5x^{2}-12x+8=0

All equations of the form ax^{2}+bx+c=0 can be solved using the quadratic formula: \frac{-b±\sqrt{b^{2}-4ac}}{2a}. The quadratic formula gives two solutions, one when ± is addition and one when it is subtraction.

x=\frac{-\left(-12\right)±\sqrt{\left(-12\right)^{2}-4\times 5\times 8}}{2\times 5}

This equation is in standard form: ax^{2}+bx+c=0. Substitute 5 for a, -12 for b, and 8 for c in the quadratic formula, \frac{-b±\sqrt{b^{2}-4ac}}{2a}.
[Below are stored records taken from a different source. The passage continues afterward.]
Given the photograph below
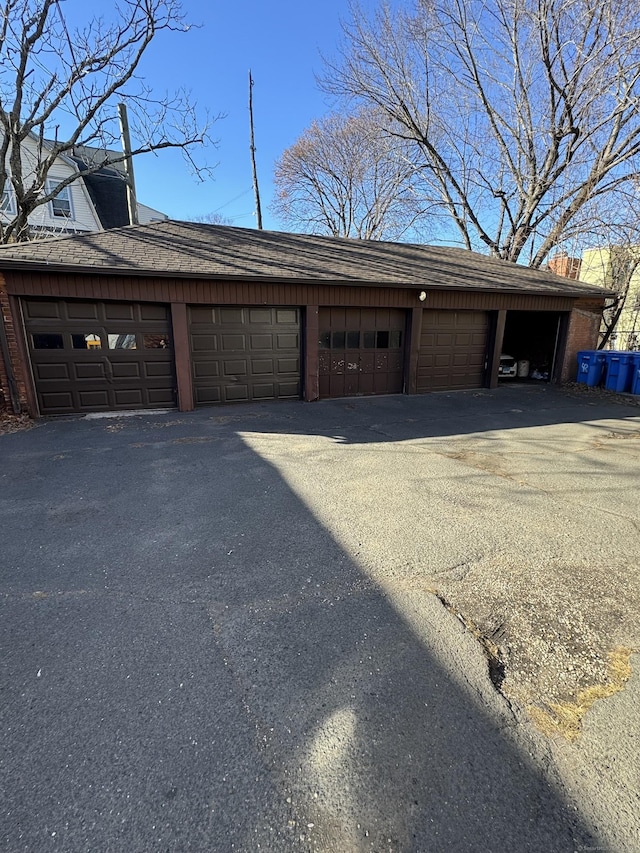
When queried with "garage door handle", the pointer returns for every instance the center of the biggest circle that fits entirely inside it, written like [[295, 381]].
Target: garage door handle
[[108, 369]]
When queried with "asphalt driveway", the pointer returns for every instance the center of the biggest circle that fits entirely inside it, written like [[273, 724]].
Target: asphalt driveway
[[393, 624]]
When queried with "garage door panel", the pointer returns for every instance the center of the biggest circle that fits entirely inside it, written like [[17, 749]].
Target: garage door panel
[[261, 366], [131, 397], [268, 338], [207, 396], [264, 392], [51, 371], [237, 393], [362, 350], [453, 346], [160, 396], [206, 369], [287, 341], [93, 399], [204, 343], [57, 401], [81, 310], [201, 315], [119, 311], [259, 316], [233, 343], [261, 342], [89, 371], [35, 310], [235, 368], [126, 370], [93, 355], [231, 316]]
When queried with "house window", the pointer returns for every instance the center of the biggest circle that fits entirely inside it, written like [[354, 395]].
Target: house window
[[61, 204], [7, 202]]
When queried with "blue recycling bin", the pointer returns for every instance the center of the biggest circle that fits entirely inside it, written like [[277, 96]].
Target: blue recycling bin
[[590, 367], [635, 372], [619, 370]]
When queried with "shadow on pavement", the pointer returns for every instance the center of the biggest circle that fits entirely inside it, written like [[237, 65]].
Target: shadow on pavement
[[190, 661]]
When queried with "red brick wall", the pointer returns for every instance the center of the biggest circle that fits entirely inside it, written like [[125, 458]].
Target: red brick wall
[[584, 327], [16, 363]]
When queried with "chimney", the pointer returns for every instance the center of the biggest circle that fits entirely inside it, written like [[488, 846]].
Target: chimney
[[565, 266]]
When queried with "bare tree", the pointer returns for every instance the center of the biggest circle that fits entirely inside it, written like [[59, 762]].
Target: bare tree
[[622, 264], [213, 218], [522, 111], [347, 177], [58, 93]]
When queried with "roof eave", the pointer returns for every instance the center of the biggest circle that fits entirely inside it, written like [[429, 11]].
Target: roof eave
[[28, 266]]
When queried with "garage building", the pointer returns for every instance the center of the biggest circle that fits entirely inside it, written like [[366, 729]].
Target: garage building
[[183, 314]]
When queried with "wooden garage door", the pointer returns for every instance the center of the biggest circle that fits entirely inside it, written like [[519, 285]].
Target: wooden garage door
[[240, 354], [453, 350], [361, 351], [99, 356]]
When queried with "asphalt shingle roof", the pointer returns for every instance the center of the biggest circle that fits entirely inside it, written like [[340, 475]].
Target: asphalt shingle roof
[[194, 250]]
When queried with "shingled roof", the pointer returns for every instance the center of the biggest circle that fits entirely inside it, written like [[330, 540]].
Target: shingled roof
[[194, 250]]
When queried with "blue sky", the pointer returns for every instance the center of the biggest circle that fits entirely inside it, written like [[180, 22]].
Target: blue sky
[[281, 42]]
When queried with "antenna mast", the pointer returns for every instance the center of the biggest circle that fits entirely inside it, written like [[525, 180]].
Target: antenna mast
[[252, 148]]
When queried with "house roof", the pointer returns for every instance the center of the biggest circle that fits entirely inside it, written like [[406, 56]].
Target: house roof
[[107, 189], [194, 250]]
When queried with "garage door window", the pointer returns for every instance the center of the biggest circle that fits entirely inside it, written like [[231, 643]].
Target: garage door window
[[351, 340], [156, 342], [122, 341], [91, 340]]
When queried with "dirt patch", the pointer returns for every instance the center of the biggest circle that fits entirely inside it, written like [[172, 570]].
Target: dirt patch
[[596, 394], [551, 634], [10, 423], [565, 718]]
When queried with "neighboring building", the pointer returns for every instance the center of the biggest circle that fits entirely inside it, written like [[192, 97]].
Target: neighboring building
[[605, 267], [94, 202], [177, 313]]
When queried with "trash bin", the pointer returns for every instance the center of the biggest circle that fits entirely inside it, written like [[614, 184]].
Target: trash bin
[[619, 371], [635, 372], [590, 367]]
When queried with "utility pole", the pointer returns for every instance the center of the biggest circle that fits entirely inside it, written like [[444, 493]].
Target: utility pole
[[132, 203], [252, 147]]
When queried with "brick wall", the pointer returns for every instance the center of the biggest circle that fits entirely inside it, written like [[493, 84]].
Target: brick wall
[[584, 327], [10, 329]]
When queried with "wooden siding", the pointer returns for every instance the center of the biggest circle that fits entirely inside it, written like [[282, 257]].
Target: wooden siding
[[192, 291]]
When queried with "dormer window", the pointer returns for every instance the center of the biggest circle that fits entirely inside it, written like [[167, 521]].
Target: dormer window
[[61, 204]]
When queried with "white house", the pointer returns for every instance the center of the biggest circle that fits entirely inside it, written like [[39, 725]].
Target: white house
[[95, 201]]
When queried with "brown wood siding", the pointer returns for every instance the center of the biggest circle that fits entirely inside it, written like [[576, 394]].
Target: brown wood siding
[[193, 291], [455, 300]]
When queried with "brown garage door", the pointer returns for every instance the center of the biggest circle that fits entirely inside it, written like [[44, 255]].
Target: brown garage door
[[361, 351], [241, 354], [453, 350], [99, 356]]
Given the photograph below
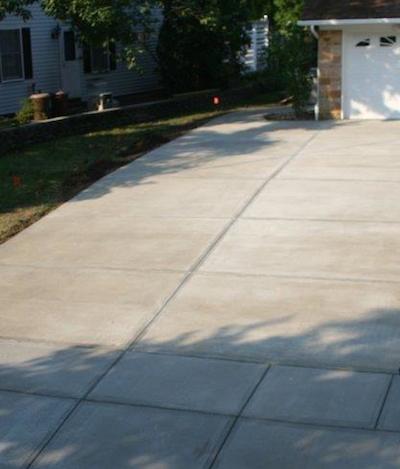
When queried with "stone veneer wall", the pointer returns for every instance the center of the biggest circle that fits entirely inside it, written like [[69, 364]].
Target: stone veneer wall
[[18, 137], [330, 74]]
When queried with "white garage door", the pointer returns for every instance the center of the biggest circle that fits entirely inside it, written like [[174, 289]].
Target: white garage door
[[371, 76]]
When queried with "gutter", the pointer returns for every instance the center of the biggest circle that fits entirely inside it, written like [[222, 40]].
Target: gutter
[[353, 22]]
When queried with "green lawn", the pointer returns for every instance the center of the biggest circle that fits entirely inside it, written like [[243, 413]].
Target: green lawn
[[36, 180]]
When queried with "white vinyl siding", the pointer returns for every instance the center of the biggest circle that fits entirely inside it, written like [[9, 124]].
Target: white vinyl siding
[[11, 61], [122, 81], [254, 58], [46, 66], [45, 57]]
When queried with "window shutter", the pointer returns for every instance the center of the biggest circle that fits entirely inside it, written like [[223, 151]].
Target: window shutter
[[27, 51], [87, 60], [113, 55]]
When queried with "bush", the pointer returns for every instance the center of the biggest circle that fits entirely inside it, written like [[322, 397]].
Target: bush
[[25, 114], [290, 58]]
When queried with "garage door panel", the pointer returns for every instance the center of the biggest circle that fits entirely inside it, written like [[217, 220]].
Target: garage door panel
[[371, 86]]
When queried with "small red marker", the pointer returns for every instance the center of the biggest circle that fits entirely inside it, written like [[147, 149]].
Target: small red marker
[[16, 181]]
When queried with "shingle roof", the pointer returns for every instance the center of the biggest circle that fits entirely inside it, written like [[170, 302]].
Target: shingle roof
[[350, 9]]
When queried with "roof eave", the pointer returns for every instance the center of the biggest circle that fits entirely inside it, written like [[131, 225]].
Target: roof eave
[[349, 22]]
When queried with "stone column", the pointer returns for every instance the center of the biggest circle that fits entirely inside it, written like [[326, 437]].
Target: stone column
[[330, 74]]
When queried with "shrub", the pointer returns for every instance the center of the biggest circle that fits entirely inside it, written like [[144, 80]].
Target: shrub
[[25, 114], [290, 58]]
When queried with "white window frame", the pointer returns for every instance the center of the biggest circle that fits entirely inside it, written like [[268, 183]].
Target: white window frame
[[98, 72], [13, 80]]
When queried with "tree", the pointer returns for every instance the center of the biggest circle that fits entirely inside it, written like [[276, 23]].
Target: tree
[[202, 43], [286, 13], [96, 21]]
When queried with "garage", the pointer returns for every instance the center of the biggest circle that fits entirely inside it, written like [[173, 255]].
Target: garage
[[371, 75], [358, 57]]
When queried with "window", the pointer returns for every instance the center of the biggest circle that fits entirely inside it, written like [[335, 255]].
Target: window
[[15, 54], [99, 59], [69, 46], [364, 43], [11, 55], [388, 41]]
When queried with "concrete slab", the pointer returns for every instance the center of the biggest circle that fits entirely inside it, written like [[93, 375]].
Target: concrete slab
[[284, 320], [25, 424], [328, 200], [390, 418], [258, 445], [106, 307], [326, 397], [114, 242], [309, 249], [50, 369], [161, 196], [345, 167], [105, 436], [217, 386]]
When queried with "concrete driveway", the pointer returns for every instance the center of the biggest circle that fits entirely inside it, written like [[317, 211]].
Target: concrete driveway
[[231, 300]]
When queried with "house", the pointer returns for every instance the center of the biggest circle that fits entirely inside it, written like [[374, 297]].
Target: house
[[254, 59], [43, 55], [359, 57]]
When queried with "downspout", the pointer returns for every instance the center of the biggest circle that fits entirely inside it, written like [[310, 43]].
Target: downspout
[[315, 33]]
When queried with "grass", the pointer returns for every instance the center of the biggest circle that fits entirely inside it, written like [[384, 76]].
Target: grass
[[6, 122], [35, 180]]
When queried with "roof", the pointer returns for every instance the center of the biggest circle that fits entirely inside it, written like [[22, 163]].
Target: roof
[[326, 10]]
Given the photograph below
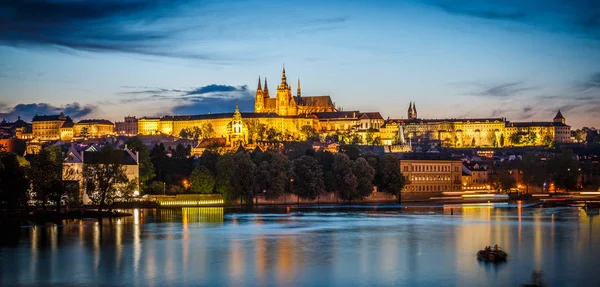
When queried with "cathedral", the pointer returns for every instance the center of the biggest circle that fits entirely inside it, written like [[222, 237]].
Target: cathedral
[[285, 104]]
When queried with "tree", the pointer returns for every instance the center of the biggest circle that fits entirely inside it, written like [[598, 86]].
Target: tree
[[272, 174], [45, 172], [243, 181], [364, 174], [564, 170], [392, 180], [202, 180], [580, 135], [307, 178], [225, 172], [531, 169], [326, 159], [84, 133], [207, 131], [156, 187], [105, 179], [308, 133], [369, 135], [515, 139], [13, 182], [135, 144], [345, 179]]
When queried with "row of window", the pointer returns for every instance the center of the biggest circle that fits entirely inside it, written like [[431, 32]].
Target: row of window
[[433, 188], [421, 168]]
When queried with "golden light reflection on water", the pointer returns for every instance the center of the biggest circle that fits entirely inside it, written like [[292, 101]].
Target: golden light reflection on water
[[194, 244]]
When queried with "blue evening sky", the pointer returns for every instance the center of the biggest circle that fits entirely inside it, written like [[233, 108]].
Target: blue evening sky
[[519, 59]]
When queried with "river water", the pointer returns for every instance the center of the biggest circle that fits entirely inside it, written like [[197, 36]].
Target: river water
[[383, 246]]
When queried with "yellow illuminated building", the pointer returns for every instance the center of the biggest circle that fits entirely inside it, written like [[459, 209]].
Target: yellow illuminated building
[[430, 173], [95, 128], [478, 132]]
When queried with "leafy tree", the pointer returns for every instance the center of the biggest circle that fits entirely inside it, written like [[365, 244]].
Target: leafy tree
[[351, 151], [308, 133], [225, 172], [369, 135], [326, 159], [185, 133], [307, 178], [273, 135], [515, 139], [156, 187], [105, 179], [564, 170], [392, 180], [532, 170], [244, 181], [580, 135], [135, 144], [202, 180], [207, 131], [209, 159], [345, 179], [45, 172], [272, 174], [364, 174], [13, 182]]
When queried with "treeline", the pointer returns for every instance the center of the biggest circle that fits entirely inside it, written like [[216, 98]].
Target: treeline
[[296, 169], [561, 169]]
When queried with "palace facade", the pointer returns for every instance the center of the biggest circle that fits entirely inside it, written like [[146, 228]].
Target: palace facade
[[476, 132], [288, 117]]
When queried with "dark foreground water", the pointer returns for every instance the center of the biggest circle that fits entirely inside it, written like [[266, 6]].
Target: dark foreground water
[[321, 247]]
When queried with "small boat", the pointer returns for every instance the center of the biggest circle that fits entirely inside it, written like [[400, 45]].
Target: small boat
[[489, 254]]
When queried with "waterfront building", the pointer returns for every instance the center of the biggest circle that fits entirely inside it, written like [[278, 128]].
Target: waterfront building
[[128, 127], [94, 128], [76, 159], [430, 172], [50, 128], [483, 132]]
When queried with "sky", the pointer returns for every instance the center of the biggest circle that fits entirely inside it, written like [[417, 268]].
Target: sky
[[518, 59]]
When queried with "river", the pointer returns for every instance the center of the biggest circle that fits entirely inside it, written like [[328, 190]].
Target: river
[[383, 246]]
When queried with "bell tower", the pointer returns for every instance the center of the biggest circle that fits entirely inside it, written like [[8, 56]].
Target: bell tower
[[285, 104], [259, 101]]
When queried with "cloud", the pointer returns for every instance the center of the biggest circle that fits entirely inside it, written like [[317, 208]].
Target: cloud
[[579, 17], [134, 26], [27, 111], [501, 91], [592, 83], [207, 99]]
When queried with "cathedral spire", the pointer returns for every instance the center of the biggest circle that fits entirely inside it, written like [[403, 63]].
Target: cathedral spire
[[259, 87], [283, 78], [266, 89]]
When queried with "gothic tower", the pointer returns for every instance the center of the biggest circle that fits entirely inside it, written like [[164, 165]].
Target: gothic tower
[[266, 92], [559, 118], [286, 106], [259, 101]]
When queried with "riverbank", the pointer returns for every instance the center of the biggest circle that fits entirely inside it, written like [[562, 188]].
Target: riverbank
[[23, 217]]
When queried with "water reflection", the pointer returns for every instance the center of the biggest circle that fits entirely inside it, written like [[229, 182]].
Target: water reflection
[[212, 247]]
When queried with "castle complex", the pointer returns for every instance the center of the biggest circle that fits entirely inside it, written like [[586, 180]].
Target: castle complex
[[286, 117]]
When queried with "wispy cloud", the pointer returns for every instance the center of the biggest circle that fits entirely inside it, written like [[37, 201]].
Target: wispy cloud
[[500, 90], [207, 99], [134, 26], [27, 111], [574, 17]]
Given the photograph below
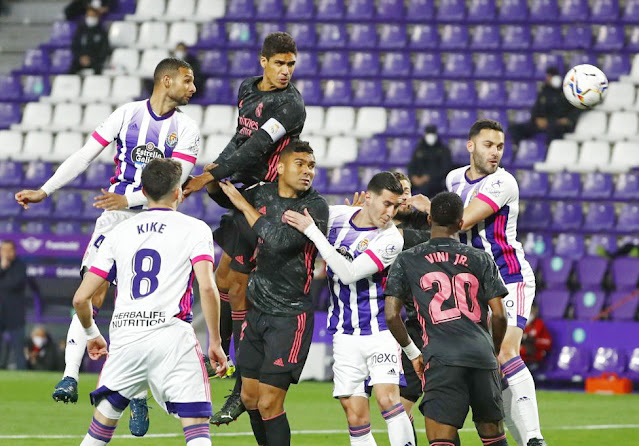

x=\frac{-\left(-12\right)±\sqrt{144-4\times 5\times 8}}{2\times 5}

Square -12.

x=\frac{-\left(-12\right)±\sqrt{144-20\times 8}}{2\times 5}

Multiply -4 times 5.

x=\frac{-\left(-12\right)±\sqrt{144-160}}{2\times 5}

Multiply -20 times 8.

x=\frac{-\left(-12\right)±\sqrt{-16}}{2\times 5}

Add 144 to -160.

x=\frac{-\left(-12\right)±4i}{2\times 5}

Take the square root of -16.

x=\frac{12±4i}{2\times 5}

The opposite of -12 is 12.

x=\frac{12±4i}{10}

Multiply 2 times 5.

x=\frac{12+4i}{10}

Now solve the equation x=\frac{12±4i}{10} when ± is plus. Add 12 to 4i.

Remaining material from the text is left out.